Step-Level: Accuracy of individual reasoning steps against reference steps.
Trace-Level: Semantic similarity of the entire reasoning trace (coherence of the thought process).
Aggregate Metrics:
- Mean Absolute Delta (MAD): Average magnitude of score change (lower is better).
- Stability Rate: Percentage of instances where $|\Delta| < 0.05$ .

3. Key Contributions

First Systematic MT Framework for LLM Agents: A comprehensive taxonomy of 8 semantic-preserving transformations specifically designed to test reasoning robustness in agentic AI.
Multi-Dimensional Analysis: Moves beyond final answer accuracy to analyze reasoning trace coherence and step-level stability.
Cross-Architectural Benchmarking: Provides the first comparative analysis of robustness across diverse architectural families (Dense vs. MoE) and scales.
Discovery of "Scale-Robustness Inversion": Challenges the assumption that larger models are inherently more reliable.

4. Key Results & Findings

Finding 1: Scale-Robustness Inversion

Contrary to the belief that larger models are more robust, the study found an inverse relationship between parameter scale and stability in several families.

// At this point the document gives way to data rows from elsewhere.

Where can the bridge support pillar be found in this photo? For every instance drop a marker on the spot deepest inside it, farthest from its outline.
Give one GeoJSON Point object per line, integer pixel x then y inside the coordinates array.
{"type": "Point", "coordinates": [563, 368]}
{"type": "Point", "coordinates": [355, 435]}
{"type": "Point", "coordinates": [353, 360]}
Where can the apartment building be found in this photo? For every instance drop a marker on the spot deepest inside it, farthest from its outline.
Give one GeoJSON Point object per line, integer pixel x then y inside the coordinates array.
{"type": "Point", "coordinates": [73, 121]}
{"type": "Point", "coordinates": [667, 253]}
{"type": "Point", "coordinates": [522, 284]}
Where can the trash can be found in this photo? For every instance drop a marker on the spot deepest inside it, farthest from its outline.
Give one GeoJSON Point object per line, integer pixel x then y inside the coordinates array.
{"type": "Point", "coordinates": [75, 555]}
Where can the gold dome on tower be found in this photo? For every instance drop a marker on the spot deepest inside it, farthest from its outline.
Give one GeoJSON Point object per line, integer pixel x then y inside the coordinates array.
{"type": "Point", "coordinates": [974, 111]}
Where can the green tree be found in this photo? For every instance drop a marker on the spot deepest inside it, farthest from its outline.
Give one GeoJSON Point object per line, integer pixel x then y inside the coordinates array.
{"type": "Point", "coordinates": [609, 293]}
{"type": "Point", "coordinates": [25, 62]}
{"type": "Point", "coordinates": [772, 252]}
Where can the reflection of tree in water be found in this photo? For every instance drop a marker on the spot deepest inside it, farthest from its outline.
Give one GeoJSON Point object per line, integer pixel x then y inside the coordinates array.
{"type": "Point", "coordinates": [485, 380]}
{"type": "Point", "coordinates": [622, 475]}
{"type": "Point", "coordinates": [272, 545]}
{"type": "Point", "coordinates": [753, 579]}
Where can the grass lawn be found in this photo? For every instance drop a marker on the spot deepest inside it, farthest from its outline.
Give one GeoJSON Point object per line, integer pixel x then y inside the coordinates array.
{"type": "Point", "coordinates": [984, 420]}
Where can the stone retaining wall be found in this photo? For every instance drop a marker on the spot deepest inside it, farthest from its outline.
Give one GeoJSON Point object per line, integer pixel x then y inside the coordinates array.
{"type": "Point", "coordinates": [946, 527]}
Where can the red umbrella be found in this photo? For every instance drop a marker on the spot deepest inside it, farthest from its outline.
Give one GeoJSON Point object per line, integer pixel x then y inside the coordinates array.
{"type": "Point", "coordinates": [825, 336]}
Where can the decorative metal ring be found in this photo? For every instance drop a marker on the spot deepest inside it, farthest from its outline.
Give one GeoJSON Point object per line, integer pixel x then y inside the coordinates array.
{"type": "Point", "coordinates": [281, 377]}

Top Performer: Qwen3-30B-A3B (30B total, 3B active) achieved the highest stability (79.6% invariant responses) and lowest MAD (0.049).
Fragility in Larger Models: Larger variants (e.g., Hermes-405B, gpt-oss-120B) often exhibited greater fragility than their smaller counterparts. For instance, gpt-oss-120B was significantly less stable than gpt-oss-20b on several metrics.

Finding 2: Distinct Model Family Signatures

Different architectures exhibit unique vulnerability profiles:

Qwen3: Demonstrated the most balanced robustness, with minimal degradation across all transformations.
Hermes: Strong baseline performance but highly vulnerable to contrastive transformations.
DeepSeek-R1: Showed high sensitivity to structural changes, particularly fact reordering, suggesting a reliance on input order for reasoning.
gpt-oss: Exhibited catastrophic instability, especially under contrastive and reordering transformations.

Finding 3: Universal Contrastive Fragility

The Contrastive Transformation (adding explicit alternative scenarios or misconceptions) was the only MR that universally degraded performance across all model families.

Performance drops were severe (up to $\Delta = -0.45$ for gpt-oss-120b).
This indicates a fundamental limitation in attention-based reasoning when distractors are present, regardless of model size or architecture.

Finding 4: Asymmetry in Verbosity

Expansion: Qwen3 models showed slight improvement or stability with added context, whereas gpt-oss and DeepSeek models degraded significantly, suggesting some architectures are overwhelmed by extra information while others benefit from it.

5. Significance and Implications

Rethinking Model Selection: The paper argues that for consequential applications, robustness should be prioritized over raw benchmark scores. A smaller, more stable model (like Qwen3-30B) may be safer for deployment than a larger, more fragile one.
Deployment Strategies:
- Task Orchestration: Agent frameworks should assign tasks based on specific model vulnerability profiles (e.g., avoiding contrastive inputs for Hermes models).
- Ensemble Methods: Combining models with complementary vulnerability patterns can mitigate individual weaknesses.
Future Research Directions:
- Development of robustness-aware fine-tuning objectives to explicitly optimize for semantic invariance.
- Extending metamorphic testing to multi-agent collaborative scenarios.
- Investigating the causes of scale-robustness inversion to improve training data and architecture design.

Conclusion

The paper demonstrates that standard accuracy benchmarks are insufficient for evaluating Agentic AI. Through metamorphic testing, it reveals that semantic invariance is not guaranteed by scale and that specific architectural choices significantly impact reliability. The findings provide a critical roadmap for selecting and deploying trustworthy LLM agents in real-world, variable environments.